If that is the case, then we will rely on machines to drive themselves in all conditions that exist, just like we rely on (some number of) humans to do so today. Perhaps there are people not properly trained, but that's not what's being discussed here. If there is a condition on earth that requires driving for any reason, then a true level 5 system
must be able to handle that.
Otherwise, you get an automated ambulance that lets you die in the back because it's too foggy. The whole purpose of the blended suites of sensors is to give autonomous systems super human qualities.
Full autonomy is certainly a difficult problem but the idea that full autonomy is unsolvable is pretty silly IMO.
You're entitled to that opinion. I believe that people not realizing the complexity of the problem and just hand-waving it away by saying some magical future technology will make everything automatically better is silly.
Heck, a lot of engineering problems seem unsolvable at first but eventually better technology comes around that makes the problem easier.

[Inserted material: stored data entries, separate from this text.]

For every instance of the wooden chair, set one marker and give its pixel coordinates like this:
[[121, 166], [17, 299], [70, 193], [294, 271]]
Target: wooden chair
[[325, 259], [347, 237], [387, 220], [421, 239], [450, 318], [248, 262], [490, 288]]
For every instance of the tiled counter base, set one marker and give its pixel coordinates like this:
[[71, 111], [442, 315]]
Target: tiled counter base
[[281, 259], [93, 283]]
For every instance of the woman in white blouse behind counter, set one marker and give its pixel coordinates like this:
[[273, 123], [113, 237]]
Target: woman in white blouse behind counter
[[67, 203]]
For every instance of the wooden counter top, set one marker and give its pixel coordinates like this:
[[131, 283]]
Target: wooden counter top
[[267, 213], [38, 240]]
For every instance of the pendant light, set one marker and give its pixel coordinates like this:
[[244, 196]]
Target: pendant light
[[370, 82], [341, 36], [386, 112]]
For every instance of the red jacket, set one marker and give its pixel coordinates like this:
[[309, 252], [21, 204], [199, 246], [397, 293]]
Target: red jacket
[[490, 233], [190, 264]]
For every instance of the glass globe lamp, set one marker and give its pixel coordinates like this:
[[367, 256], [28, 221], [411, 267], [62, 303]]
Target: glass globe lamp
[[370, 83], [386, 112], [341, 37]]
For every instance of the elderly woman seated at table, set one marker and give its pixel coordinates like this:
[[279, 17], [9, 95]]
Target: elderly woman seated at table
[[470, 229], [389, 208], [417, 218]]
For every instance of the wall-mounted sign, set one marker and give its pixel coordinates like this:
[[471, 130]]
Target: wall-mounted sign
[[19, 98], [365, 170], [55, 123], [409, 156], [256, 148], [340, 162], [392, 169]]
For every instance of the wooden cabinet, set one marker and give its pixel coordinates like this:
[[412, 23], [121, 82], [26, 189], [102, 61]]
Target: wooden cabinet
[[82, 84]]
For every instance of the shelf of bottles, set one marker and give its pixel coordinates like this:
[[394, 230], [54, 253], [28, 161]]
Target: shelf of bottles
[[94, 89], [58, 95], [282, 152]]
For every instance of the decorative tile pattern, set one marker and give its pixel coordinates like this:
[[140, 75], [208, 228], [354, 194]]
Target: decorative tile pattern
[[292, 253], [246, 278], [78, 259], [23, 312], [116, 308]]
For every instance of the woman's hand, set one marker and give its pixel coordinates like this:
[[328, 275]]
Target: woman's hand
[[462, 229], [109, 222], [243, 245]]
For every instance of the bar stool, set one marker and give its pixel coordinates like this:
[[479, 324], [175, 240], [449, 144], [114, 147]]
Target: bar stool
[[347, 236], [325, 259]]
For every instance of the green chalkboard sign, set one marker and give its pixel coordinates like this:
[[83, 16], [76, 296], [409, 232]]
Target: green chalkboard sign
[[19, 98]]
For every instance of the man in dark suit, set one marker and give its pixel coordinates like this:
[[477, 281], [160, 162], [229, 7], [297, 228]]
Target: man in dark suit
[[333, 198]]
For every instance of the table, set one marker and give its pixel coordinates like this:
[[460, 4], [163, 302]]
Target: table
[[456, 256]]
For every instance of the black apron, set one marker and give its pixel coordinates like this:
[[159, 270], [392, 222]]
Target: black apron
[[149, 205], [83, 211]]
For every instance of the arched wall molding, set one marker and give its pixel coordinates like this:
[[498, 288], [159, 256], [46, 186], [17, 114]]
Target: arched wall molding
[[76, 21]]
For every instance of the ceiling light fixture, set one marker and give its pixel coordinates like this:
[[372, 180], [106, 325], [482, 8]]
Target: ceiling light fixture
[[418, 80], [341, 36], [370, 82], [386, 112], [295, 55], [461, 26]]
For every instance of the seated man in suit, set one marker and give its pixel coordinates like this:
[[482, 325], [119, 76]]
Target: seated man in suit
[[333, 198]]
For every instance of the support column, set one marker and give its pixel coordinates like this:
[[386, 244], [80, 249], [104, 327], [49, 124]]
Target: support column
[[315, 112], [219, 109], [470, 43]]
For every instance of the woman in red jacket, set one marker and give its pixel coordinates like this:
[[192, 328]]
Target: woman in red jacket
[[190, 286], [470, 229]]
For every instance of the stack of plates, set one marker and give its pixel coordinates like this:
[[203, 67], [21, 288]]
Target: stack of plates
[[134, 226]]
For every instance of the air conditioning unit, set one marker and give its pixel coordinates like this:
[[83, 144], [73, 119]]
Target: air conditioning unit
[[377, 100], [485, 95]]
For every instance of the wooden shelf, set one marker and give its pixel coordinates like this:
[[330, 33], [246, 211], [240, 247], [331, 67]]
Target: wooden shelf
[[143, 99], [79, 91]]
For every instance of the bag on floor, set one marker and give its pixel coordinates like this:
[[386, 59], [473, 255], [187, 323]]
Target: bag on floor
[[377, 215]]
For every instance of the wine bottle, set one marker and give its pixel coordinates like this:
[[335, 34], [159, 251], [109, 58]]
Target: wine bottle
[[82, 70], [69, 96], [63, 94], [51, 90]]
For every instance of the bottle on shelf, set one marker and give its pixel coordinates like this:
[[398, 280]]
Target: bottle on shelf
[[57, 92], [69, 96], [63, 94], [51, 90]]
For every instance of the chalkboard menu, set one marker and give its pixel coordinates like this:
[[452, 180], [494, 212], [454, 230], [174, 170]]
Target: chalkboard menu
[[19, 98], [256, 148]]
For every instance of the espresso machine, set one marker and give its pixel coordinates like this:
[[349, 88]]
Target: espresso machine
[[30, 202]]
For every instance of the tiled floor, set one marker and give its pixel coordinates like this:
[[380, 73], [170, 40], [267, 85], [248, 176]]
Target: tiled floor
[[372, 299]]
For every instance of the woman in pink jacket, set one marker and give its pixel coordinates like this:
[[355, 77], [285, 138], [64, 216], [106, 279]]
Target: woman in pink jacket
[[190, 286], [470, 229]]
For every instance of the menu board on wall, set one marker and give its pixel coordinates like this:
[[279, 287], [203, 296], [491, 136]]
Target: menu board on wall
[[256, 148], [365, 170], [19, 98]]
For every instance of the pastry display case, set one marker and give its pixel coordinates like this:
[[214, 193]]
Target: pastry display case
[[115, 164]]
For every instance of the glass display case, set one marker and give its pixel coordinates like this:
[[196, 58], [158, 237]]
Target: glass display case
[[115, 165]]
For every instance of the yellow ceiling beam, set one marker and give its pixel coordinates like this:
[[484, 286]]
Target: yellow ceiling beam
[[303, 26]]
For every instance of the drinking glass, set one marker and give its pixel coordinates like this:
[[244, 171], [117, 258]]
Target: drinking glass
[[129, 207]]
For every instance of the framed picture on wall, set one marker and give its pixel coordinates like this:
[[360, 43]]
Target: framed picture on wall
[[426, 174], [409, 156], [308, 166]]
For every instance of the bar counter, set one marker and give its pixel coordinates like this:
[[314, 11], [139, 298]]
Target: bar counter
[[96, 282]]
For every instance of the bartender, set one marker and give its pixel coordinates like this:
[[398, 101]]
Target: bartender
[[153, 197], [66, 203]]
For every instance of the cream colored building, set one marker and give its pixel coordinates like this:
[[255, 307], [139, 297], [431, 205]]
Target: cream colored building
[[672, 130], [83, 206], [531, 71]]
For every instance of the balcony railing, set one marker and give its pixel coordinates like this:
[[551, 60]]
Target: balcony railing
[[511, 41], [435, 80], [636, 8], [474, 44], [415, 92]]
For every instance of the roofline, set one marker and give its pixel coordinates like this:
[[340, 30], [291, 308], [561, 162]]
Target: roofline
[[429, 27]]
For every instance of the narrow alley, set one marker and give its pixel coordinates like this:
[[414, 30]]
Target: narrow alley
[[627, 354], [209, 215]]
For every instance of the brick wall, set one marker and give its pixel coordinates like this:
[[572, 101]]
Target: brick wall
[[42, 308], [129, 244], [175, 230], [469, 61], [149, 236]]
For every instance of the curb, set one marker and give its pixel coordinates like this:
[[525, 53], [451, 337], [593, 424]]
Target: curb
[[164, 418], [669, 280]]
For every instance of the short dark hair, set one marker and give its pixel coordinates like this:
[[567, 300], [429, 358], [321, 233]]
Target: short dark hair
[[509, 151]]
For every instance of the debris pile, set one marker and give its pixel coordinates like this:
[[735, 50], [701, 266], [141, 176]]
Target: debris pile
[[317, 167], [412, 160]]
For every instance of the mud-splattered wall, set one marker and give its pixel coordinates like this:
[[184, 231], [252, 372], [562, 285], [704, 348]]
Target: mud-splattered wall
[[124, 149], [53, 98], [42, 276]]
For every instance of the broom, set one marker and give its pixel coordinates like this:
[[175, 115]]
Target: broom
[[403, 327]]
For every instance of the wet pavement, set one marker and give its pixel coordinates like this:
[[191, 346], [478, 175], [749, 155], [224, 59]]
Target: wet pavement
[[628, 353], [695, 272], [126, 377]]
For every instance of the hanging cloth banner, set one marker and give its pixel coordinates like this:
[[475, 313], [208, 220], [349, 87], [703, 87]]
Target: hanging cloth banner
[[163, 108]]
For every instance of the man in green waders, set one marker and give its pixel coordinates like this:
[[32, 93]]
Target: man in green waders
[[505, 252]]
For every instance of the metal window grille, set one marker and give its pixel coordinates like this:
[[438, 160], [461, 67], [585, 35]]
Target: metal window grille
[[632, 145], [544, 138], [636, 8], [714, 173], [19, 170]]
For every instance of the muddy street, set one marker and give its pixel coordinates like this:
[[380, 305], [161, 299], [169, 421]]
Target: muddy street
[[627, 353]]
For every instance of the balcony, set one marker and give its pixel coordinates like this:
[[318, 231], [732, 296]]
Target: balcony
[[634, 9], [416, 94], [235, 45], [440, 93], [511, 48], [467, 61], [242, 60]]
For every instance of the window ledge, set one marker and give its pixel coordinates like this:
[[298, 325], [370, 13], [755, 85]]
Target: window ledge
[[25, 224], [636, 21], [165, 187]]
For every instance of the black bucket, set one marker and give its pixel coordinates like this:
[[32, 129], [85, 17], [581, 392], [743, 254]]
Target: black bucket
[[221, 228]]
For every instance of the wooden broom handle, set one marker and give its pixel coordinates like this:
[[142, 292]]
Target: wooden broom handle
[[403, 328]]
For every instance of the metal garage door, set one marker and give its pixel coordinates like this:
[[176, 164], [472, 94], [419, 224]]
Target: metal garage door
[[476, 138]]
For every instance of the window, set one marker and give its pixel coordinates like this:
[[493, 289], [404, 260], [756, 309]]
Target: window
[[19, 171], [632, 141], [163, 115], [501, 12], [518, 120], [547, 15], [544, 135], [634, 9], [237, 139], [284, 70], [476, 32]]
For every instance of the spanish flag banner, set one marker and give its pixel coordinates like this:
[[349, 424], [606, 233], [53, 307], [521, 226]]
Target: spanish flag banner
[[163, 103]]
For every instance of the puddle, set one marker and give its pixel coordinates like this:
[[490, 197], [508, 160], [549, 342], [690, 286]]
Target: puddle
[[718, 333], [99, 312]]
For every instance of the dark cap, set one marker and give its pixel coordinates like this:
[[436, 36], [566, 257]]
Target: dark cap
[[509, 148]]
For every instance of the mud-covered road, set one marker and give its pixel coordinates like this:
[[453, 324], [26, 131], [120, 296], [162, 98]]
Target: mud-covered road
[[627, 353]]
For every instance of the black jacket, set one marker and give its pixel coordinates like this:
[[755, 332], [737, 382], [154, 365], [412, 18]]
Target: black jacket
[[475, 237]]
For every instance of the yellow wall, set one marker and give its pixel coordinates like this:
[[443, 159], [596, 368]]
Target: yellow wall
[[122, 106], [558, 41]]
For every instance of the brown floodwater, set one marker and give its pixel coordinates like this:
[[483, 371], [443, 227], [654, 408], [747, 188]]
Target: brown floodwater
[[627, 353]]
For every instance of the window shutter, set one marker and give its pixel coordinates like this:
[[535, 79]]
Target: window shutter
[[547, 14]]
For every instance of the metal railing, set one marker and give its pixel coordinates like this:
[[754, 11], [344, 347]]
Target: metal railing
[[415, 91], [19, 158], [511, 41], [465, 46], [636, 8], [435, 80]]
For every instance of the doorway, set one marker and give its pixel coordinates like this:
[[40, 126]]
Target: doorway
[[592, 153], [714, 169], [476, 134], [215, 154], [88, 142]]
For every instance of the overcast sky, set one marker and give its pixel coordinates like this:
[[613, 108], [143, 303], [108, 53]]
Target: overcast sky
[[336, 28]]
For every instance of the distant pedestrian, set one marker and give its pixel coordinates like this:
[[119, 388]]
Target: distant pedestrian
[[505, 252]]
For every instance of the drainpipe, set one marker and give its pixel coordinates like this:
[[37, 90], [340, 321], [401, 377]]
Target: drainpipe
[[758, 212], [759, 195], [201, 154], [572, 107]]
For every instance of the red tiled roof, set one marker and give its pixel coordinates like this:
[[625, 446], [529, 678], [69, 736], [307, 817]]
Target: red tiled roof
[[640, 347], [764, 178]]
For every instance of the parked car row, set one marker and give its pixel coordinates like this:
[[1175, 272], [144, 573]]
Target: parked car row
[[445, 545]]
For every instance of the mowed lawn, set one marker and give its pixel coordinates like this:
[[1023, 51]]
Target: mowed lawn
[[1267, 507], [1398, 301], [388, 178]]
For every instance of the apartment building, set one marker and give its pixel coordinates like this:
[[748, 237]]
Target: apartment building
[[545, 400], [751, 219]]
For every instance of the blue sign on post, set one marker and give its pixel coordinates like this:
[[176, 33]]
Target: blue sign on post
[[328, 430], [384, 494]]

See, now you're making claims in my area of expertise. Can you name a single computer engineering problem that was considered impossible, and the simple march of time produced the solution?
So never say never. Also remember that just because a problem is extremely difficult that is not the same thing as being unsolvable.
I haven't said never, but I'm about as close to saying never as could be given what I see as the present state of the art. We don't need to have a discussion about complexity versus whether a problem is solvable. That's not really the crux of what I'm driving at here. Most of driving requires things like
intuition and
reasoning. Both are things that computers do not do, and likely will never be able to do. And I'm beyond doubtful that simply rubbing some neural networks on the problem is the solution. That still leaves 90% of the problem to be solved, since as of right now NNs are pretty much only being used for the sensor suites. Just slapping an LSTM on a data stream doesn't tell a computer "hey, it's 3:15pm in north america on a school day, so there's a high chance of a kid popping out randomly from the side of the road". Computers will never get that eerie sense that humans do, which tells us to be on the lookout for something odd.
The
only benefit I see computers offering right now, and possibly forever into the future, is that they don't fall asleep or get distracted. And they react faster in most situations. Or at least they
can react faster.
Just remember, the first time a robot car runs over a blonde white girl in a rich neighborhood, this stuff is going to get regulated and clamped down on big time. And given what I see from all of the players that are publicly making waves, and those keeping much more quiet, that day is guaranteed to come. I really hope I'm wrong, and that the industry does a better job of controlling itself, but we already see the BS that Uber pulled last year when they killed that lady in Arizona. They're not the only ones out there making stupid choices.